My experience with automating CI farms has been considerably harder than
dedicated application or data base servers. I have automated both jenkins &
GoCD with Chef in past. Now I use GoCD exclusively. My advice will be:
Start with the community jenkins cookbook, see how far those take you.
There are bits and pieces of jenkins that are in xml and changes with
jenkins server’s lifespan (i.e. jenkins itself writes xml bits on those
files), but the initial bits has to be seeded for automation. I had written
xml_file cookbook to deal with those scenarios (some parts are managed by
chef)
Do not automate the bits that changes frequently (certain plugins), or
substantial information is not available. Automating those tend to hose the
system or gives non-idempotent resources.
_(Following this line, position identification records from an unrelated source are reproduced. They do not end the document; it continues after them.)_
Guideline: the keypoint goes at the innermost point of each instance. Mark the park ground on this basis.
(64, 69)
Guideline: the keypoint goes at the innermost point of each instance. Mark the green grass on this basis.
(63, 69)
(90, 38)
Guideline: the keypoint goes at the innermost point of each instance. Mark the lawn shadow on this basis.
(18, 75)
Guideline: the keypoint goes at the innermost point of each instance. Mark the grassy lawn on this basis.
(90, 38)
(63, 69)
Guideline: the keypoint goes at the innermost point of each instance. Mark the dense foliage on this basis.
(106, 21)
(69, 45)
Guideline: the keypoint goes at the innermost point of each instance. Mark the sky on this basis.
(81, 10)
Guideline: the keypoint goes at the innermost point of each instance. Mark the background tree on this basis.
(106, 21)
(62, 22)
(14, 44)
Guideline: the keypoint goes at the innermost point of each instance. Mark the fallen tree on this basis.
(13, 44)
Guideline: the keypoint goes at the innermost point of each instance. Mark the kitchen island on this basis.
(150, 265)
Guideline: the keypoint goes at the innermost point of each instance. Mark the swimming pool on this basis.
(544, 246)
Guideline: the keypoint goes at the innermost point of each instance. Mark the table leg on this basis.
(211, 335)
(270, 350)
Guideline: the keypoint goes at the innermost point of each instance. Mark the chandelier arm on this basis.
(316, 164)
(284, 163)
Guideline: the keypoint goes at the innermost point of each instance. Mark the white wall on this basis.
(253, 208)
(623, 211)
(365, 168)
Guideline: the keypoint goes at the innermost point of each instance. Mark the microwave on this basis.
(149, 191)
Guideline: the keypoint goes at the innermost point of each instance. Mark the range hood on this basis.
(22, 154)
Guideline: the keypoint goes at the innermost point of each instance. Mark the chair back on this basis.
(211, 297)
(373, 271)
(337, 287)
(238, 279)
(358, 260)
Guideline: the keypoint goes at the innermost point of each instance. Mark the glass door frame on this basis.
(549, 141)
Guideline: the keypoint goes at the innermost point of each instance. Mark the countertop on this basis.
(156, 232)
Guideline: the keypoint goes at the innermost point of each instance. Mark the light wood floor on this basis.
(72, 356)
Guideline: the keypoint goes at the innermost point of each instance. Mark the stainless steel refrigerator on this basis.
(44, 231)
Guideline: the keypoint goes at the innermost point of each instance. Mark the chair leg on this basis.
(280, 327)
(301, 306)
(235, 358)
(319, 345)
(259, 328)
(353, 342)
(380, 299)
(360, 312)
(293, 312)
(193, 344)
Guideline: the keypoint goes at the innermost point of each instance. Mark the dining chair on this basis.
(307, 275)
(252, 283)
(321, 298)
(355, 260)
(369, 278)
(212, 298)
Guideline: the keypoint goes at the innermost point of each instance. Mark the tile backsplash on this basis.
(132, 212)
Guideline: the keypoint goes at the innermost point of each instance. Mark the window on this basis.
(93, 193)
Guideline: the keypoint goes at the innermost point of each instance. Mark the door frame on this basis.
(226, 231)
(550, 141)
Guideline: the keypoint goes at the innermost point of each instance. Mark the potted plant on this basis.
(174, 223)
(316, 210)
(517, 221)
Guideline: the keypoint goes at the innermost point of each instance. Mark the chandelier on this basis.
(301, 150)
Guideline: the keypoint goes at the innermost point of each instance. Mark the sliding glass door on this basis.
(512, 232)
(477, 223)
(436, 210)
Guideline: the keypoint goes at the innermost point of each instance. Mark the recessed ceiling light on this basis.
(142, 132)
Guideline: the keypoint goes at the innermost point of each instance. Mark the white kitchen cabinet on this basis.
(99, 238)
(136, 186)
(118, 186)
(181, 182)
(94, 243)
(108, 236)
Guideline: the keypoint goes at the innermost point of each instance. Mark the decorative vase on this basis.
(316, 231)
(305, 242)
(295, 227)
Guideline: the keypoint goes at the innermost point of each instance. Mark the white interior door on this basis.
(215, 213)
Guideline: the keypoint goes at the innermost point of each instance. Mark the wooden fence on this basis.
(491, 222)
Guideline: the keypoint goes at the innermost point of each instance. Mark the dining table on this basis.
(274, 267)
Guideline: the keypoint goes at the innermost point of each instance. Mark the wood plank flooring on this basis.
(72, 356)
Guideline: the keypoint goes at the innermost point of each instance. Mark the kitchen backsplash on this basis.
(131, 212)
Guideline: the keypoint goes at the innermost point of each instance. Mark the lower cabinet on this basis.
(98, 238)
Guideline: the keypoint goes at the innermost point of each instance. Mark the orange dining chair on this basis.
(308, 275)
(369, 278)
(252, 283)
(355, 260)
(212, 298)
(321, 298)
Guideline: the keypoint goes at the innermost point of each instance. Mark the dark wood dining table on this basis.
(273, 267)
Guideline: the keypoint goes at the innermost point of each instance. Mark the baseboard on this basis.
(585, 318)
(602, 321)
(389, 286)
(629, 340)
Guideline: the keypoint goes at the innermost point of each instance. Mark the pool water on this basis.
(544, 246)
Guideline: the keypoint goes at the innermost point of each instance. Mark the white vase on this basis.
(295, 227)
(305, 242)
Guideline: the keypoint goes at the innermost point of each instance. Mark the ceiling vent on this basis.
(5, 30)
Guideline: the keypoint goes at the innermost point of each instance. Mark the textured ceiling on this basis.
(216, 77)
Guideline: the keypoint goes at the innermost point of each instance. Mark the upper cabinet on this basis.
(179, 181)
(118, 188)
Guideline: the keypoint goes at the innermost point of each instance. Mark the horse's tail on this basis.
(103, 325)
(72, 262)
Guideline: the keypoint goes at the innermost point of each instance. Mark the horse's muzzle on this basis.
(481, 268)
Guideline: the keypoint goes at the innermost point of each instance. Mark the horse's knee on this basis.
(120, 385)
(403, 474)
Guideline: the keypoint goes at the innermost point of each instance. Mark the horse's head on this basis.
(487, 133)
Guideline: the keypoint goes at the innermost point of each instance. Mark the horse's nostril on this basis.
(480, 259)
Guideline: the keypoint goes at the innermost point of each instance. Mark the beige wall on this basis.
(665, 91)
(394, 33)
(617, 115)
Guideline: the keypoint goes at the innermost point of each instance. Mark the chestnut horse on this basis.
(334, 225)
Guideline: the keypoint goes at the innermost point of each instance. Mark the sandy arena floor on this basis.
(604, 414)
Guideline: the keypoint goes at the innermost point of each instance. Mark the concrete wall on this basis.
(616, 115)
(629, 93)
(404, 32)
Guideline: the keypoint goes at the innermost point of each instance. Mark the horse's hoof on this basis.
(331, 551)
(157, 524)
My understanding is that your problem is in getting your build artifacts out of the jenkins build and available to chef.
Without knowing more about your infrastructure I'd recommend that jenkins place the build artifact into a location that is accessible via http that the chef-client can check during a node run. Something that allows you to use a remote_file resource in chef to pull down the build artifact and then do a notify to the recipe that installs the artifact.
I agree with sclarson, it sound to me like you need an artifact store.
Nexus is pretty good for a free tool, and https://github.com/RiotGamesCookbooks/artifact-cookbook is pretty great for
retrieving artifacts. Artifactory also has a free offering. Jenkins would
build code, and deploy it to Nexus or Artifactory. You can use the
artifact cookbook for retrieving those artifacts and deploying.